Atmosferdeki virüsler üzerimize yağıyor

Kanada, İspanya ve ABD’den bilim adamlarının yürüttüğü araştırmada, virüslerin toz bulutları ve okyanus serpintisiyle atmosfere taşındığı, orada bir süre dolaştıktan sonra yeryüzüne yağdığı tespit edildi. Kanada’daki British Columbia Üniversitesi’nden viroloji uzmanı Curtis Suttle, yaptığı açıklamada, dünyanın sınır katmanındaki her metrekare üzerinde her gün en az 800 milyon virüsün toplandığını belirterek, bunun örnek olarak Kanada’daki her bir kişi için 25 virüse tekabül ettiğini söyledi.
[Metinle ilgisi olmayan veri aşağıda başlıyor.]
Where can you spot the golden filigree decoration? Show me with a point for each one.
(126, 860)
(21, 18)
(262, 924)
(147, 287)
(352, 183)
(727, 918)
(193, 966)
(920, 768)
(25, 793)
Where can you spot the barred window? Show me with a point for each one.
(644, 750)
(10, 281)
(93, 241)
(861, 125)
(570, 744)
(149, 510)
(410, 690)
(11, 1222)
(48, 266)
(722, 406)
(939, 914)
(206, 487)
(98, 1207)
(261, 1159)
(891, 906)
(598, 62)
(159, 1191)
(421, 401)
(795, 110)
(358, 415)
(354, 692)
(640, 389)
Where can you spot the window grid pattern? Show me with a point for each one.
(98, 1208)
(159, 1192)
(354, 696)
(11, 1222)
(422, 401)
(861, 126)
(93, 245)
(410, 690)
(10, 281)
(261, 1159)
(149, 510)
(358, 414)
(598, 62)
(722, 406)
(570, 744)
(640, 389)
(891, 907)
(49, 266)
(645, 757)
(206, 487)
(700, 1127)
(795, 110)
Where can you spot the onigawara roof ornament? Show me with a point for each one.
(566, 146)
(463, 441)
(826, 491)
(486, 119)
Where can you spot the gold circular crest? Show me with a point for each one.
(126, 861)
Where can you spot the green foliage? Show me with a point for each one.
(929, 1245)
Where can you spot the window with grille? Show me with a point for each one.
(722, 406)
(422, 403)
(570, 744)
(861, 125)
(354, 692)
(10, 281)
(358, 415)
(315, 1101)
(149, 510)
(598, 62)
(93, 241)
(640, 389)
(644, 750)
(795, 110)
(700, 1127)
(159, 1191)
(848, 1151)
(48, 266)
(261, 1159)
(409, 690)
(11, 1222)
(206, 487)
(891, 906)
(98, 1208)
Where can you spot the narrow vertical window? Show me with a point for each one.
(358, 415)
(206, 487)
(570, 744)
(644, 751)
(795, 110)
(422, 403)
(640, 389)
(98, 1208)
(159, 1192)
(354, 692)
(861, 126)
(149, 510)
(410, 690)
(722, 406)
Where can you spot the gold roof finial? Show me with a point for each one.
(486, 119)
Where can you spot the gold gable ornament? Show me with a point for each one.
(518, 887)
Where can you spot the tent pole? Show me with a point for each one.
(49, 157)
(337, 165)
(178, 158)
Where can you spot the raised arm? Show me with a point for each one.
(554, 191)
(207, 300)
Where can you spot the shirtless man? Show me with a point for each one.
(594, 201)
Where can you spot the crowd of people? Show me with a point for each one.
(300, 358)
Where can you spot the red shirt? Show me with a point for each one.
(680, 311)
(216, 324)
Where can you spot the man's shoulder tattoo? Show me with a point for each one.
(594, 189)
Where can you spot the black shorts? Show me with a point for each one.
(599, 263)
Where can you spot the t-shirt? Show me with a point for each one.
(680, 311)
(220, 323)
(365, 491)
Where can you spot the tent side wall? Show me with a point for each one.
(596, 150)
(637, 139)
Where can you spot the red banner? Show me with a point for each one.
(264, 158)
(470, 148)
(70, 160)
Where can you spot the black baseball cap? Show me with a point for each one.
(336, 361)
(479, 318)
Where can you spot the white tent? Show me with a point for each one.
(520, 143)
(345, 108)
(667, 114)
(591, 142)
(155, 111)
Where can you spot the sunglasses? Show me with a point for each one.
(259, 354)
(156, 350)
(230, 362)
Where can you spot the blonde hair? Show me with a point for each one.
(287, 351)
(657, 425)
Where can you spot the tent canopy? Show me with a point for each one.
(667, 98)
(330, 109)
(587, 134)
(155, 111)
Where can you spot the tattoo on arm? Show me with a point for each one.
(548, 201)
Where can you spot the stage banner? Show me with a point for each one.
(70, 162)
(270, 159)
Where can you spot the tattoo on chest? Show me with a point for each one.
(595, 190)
Yaklaşık 20 yıl önce genetik olarak benzer virüslerin dünyanın çok farklı bölgelerinde görülmeye başlandığını söyleyen Suttle, bunun virüslerin atmosferde seyahat ettiğini gösterdiğine dikkat çekti. İspanya’daki Granada Üniversitesi’nden çevre bilimci Isabel Reche, virüslerin atmosferde dolaştıktan sonra yağmur ve toz taşınmasıyla yeryüzüne düştüğünü belirtti.